Python Usage
For greater flexibility and integration, you can use GRACE-HPC programmatically, directly in a Python script (.py) or Jupyter Notebook (.ipynb) by importing and calling a function. This enables you to embed the tool into your own workflows, automate analyses, or even develop your own custom carbon footprinting solutions.
💡 You must have generated, edited, and saved the
hpc_config.yamlconfiguration file before completing the steps below.
Import the Function
In your Python code, enter:
from gracehpc import gracehpc_run
Function Arguments
The arguments are identical to those used in the CLI. For detailed descriptions and available options, refer to the Inputs Arguments section.
Argument |
Type |
Format |
|---|---|---|
StartDate |
str |
YYYY-MM-DD |
EndDate |
str |
YYYY-MM-DD |
JobIDs |
str |
Comma separated list (no spaces) |
Region |
str |
UK Region Name |
Scope3 |
str |
HPC system name or custom value |
CSV |
str |
CSV output type |
Run the Engine
Call the following function to run the full engine (and return 3 dataframes) in a Python script or notebook, instead of the command-line interface.
full_df, daily_df, total_df = gracehpc_run(
StartDate="2025-01-01",
EndDate="2026-01-01",
Region="South West England",
JobIDs="id1234,id5678",
Scope3="Isambard3",
CSV="no_save"
)
Example function calls:
>>> gracehpc_run(StartDate="2025-06-01", EndDate="2053-07-25", JobIDs="12345,67890", Region="South West England", Scope3="IsambardAI", CSV="all")
>>> gracehpc_run(StartDate="2025-01-01", EndDate="2025-08-01", Region="South West England", Scope3="Isambard3", CSV="full_summary")
>>> gracehpc_run(StartDate="2025-07-16", EndDate="2025-07-07", JobIDs="id1245", Region="London", Scope3="51", CSV="no_save")
For more information on the required arguments run:
help(gracehpc_run)
Output
The output generated is the same as that produced in the terminal for the CLI, see here for an example.
Function Returns
Output results can be captured in three pandas DataFrames for the further exploration after using the tool. Refer to the Output Data section for details on the data included and their corresponding column names.
DataFrame |
Description |
|---|---|
full_df |
Full job-level dataset - one row per job. |
daily_df |
Daily aggregated dataset - one row per day. |
total_df |
Total summary dataset - one row aggregating all jobs. |
You can now filter, explore, or process these DataFrames further. See some examples below:
# Access the energy consumed by CPUs for each job
cpu_energy = full_df["CPU_energy_estimated_kwh"]

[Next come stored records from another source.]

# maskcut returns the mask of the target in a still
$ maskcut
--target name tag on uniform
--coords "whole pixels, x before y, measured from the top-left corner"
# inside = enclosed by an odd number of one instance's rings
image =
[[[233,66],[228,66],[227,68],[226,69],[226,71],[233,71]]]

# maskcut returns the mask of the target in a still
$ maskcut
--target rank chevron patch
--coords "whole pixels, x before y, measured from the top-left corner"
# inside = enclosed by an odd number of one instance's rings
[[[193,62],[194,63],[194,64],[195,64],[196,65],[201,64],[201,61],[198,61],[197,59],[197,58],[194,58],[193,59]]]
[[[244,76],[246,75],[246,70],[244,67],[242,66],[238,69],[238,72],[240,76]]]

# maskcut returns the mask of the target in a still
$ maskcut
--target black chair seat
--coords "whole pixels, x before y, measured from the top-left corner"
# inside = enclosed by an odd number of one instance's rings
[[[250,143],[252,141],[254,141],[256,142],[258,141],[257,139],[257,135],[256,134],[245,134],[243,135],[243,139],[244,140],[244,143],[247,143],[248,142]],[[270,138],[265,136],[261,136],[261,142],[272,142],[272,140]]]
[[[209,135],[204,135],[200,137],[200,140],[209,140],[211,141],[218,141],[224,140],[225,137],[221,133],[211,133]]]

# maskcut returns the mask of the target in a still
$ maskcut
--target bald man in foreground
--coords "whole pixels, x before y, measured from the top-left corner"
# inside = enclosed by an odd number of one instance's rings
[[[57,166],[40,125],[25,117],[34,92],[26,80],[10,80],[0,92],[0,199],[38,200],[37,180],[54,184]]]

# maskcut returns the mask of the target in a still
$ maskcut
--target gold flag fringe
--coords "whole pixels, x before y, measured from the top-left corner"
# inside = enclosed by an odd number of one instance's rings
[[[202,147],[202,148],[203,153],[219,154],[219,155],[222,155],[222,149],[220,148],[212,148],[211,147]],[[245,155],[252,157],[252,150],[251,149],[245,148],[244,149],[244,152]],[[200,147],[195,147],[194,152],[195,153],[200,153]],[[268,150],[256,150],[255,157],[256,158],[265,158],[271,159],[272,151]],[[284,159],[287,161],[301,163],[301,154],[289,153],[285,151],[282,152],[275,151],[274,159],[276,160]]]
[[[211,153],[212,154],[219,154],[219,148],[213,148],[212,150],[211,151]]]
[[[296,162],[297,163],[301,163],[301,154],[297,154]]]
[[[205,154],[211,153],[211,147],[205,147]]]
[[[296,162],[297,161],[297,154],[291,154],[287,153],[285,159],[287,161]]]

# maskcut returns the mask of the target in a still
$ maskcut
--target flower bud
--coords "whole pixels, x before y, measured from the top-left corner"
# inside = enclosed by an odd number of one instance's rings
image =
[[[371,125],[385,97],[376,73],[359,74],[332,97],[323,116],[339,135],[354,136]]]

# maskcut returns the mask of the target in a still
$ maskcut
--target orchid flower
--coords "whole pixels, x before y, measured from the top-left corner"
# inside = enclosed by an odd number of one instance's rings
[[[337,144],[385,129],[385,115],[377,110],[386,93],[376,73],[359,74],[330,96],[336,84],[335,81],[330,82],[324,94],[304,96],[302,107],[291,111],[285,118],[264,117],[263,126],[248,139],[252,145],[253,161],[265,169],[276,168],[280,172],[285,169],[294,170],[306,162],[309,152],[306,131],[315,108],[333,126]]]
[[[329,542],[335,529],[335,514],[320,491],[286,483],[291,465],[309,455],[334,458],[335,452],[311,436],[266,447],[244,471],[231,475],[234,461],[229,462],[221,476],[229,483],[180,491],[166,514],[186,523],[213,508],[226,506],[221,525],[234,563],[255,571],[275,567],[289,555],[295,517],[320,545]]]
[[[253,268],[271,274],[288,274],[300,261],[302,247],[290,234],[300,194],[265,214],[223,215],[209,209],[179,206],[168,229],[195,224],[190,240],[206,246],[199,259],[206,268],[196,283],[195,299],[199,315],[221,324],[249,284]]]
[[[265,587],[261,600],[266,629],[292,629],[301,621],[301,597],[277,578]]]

# Filter the daily_df to extract data for a specific submission date
# Convert the SubmissionDate column to datetime format
daily_df["SubmissionDate"] = pd.to_datetime(daily_df["SubmissionDate"])
filtered_daily = daily_df[daily_df["SubmissionDate"] == pd.to_datetime("2025-06-16")]
# Find jobs in full_df with a specific job name
ai_job = full_df[full_df["NameofJob"] == "AI_benchmark"]
# Select only completed jobs (StateCode == 1)
completed_jobs = full_df[full_df["StateCode"] == 1]